From a young age, Guru had been “creative like crazy,” his sister Tricia Elam said. “Dynamic and curious, eager and ambitious.” But his artistic impulses didn’t neatly line up with his middle-class upbringing.
Guru’s father, Harry Elam, was the first black judge in the Boston municipal courts, and his mother, Barbara, was the co-director of library programs in the Boston public school system. Before beginning his rap career in earnest, Guru graduated from Morehouse College in Atlanta in 1983 and took graduate classes at the Fashion Institute of Technology in Manhattan. He worked briefly as a social worker.

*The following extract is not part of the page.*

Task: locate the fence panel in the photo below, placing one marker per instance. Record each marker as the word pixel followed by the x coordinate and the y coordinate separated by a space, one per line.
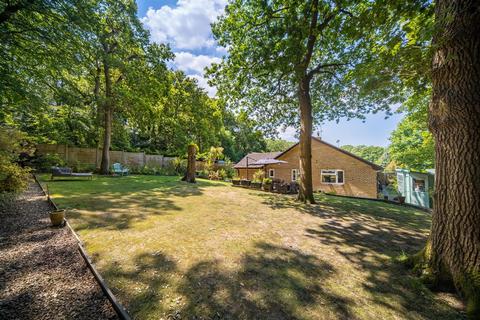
pixel 92 156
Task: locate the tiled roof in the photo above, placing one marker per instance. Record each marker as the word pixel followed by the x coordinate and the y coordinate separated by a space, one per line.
pixel 255 156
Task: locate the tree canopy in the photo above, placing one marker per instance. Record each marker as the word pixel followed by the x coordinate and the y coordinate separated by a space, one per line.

Leaving school to pursue a rap career flummoxed his family, said Guru’s brother, Harry Jr. “I was on my way to becoming a professor, and my brother is dropping out of grad school, and I’m saying, ‘What are you doing?’ But he believed in it and followed it through.”
Sarah Rodman’s piece includes quotes from past collaborator Branford Marsalis and author Brian Coleman.

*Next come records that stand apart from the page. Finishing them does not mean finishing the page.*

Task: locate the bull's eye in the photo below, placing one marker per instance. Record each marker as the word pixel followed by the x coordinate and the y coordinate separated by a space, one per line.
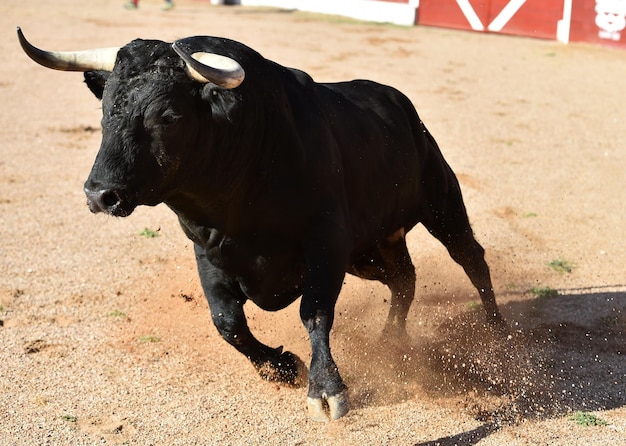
pixel 169 118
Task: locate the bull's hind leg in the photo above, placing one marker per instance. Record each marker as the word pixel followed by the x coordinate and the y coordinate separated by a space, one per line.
pixel 226 302
pixel 446 219
pixel 390 263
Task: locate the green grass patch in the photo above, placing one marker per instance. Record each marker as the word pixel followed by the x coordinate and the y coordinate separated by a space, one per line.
pixel 561 265
pixel 587 419
pixel 149 233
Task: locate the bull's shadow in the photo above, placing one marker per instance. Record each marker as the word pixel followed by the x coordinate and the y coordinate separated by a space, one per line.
pixel 565 353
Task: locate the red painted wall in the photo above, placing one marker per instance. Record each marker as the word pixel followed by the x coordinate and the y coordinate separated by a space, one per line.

Marsalis, whose work appeared on two of the “Jazzmatazz” releases, remembered Elam today as a “very creative guy” and if not the most technically gifted rapper, a unique one whose style worked perfectly in the idiosyncratic Gang Starr framework.
“The group itself had a sound, and you really couldn’t imagine any other rapper” but Elam rhyming on top, Marsalis said. “It’s like Keith Richards. Nobody is going to remember him as the world’s greatest guitar player, but when you needed an iconic lick for you song, he’s your guy. That’s what Guru did; his sound really set it off.”
Brian Coleman, a Boston-based author of the hip-hop compendium “Check the Technique,” said he considers Gang Starr to be in the top tier of rap groups, even though the duo didn’t attain the multiplatinum status of some who followed its lead.
“In a weird way he was a brag rapper with humility,” Coleman said. “The way that Guru rhymed, it was never on a pedestal. They just had that kind of an impact where anyone who ever heard them could never really think about approaching a song the same way after that, and that’s the sign of a truly legendary, ground-breaking group.”